Sunday, February 8, 2009

Maybe I'm crazy after all

The test results are back. I am not diabetic. The clinic accidentally threw away my urine sample, but my doctor strongly doubts that I have another UTI as I am finishing antibiotics for the first one.

So the official prognosis is "bad luck" and I've been advised by my doctor to "keep holding it in there!' Yes, she literally said that.

In other words, this is miserable but apparently part of the pregnancy, and she hopes it will resolve after the baby is born. In 3 months.

I'm frustrated to many extremes by this. For one, life is pretty miserable when all you have to do is go to the bathroom.
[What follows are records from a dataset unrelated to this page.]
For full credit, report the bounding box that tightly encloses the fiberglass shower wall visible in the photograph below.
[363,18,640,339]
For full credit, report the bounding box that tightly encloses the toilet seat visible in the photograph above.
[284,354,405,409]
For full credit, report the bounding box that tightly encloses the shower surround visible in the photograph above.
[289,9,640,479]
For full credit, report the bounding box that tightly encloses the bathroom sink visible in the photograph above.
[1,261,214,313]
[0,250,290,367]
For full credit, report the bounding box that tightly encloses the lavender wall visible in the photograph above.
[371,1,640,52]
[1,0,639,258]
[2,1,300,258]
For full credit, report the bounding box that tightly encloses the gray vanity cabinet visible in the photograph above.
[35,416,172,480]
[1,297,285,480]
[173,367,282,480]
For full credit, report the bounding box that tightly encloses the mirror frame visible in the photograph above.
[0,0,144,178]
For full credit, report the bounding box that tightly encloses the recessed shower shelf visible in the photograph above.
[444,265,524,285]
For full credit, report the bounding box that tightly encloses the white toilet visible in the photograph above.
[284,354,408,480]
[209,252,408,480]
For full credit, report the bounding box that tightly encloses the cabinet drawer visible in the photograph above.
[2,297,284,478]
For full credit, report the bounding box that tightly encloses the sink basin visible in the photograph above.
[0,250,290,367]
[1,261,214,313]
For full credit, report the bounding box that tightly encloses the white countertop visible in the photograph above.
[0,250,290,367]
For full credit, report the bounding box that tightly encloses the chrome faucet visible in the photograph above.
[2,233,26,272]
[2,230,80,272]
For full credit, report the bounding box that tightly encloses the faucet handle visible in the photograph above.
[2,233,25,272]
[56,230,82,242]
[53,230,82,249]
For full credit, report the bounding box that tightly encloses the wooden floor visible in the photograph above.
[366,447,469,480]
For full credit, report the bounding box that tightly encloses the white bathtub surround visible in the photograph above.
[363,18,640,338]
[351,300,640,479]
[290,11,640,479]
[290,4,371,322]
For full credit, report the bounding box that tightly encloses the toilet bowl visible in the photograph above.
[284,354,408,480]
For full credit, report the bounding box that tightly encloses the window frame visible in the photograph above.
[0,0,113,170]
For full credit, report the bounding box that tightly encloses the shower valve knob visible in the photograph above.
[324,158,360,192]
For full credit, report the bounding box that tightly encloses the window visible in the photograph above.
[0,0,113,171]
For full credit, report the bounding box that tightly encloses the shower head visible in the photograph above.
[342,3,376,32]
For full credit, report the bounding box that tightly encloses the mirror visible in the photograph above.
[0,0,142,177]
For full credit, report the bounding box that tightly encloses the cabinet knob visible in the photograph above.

What a pathetic thing to be fixated on. For another, this is in all probability my last pregnancy, and I'd really like to enjoy the last 3 months. The final trimester has always been my favorite, being all round and funny and feeling the baby move around. It will be much less fun like this.

Again, I get it that many women would pay big bucks to be in my shoes, pee and all, and to them I duck my head respectfully. I know that this seems petty in a lot of ways. (Or potty. Ha ha.)

But in the day-to-day sense, the "how do I function with two small children and work and a life when I walk around all day miserable?" sense, I feel frustrated. And angry. And incredulous that there's nothing to be done.